Les vaccins gratuits dans les centres de vaccination dès 2016

 

Jeudi 09 octobre 2014

  

homme-infirmierev.jpgL'accès à la vaccination va être facilité grâce à la gratuité du vaccin dans les centres de santé et les hôpitaux dès janvier 2016.


Le projet de loi pour le financement de la Sécurité Sociale 2015 (PLFSS) souhaite faciliter l'accès à la vaccination des populations fragiles ou éloignées du système de soins.


La vaccination est principalement réalisée chez le médecin ou l'infirmière, avec une prise en charge à 65%. Mais les centres de vaccinations - hospitaliers ou centres de santé - peuvent également la pratiquer.


Aujourd'hui, les centres financent intégralement l'acquisition des vaccins qu'ils dispensent.


Le vaccin et l'acte gratuits dès le 1er janvier 2016


Le texte propose de rendre le vaccin et l'acte gratuits dès le 1er janvier 2016 :


- par une prise en charge de l'Assurance maladie à hauteur de 65 % du prix des vaccins;

- les 35 % restants seraient à la charge des centres qui vaccinent.


La consultation au cours de laquelle un médecin (ou une infirmière) pratique la vaccination est réalisée en "tiers-payant". C'est-à-dire que les patients n'auront rien à débourser.
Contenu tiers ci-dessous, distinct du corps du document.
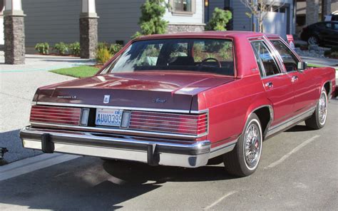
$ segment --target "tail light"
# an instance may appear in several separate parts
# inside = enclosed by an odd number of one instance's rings
[[[129,129],[200,135],[208,133],[208,114],[132,111]]]
[[[30,121],[79,125],[81,108],[32,106]]]

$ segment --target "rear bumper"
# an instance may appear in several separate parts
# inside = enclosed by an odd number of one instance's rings
[[[53,152],[134,160],[149,165],[196,168],[205,165],[210,142],[168,140],[106,133],[24,128],[24,148]]]

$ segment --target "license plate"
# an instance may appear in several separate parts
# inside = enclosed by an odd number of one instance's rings
[[[96,125],[121,127],[123,110],[97,108],[95,124]]]

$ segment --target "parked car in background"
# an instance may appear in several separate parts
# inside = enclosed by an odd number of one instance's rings
[[[302,40],[311,45],[338,46],[338,21],[323,21],[303,28]]]
[[[325,16],[325,21],[338,21],[338,11],[336,11],[328,16]]]
[[[307,68],[277,35],[211,31],[133,40],[91,78],[39,88],[26,148],[197,168],[257,168],[262,141],[325,125],[332,68]]]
C'est déjà le cas pour les enfants lors des consultations et des actes pratiqués en PMI (protection maternelle et infantile).

 

Source : dossiermedical.com

 

Trois remarques … la première est que cette "gratuité" est une malhonnêteté car cela sera en réalité financé par la collectivité toute entière et cela dans un contexte où la Sécurité sociale dit vouloir faire des économies (des centaines de millions d'euros par an pour l’industrie pharmaceutique mais pas pour la santé publique !). La deuxième est que ce "cadeau" est à sens unique (cadeau empoisonné?) dès lors qu'en cas d'effets secondaires "gracieusement offerts", il n'y aura plus aucune "gratuité" pour la victime qui devra payer de son corps et de son porte-monnaie. La troisième remarque est de souligner l'indécence totale qu'il y a à dire qu'il faudrait encore "favoriser l'accès" aux vaccins pour quiconque dans un contexte où les gens sont harcelés en permanence par de nombreux canaux pour se faire vacciner du berceau à la tombe!!!!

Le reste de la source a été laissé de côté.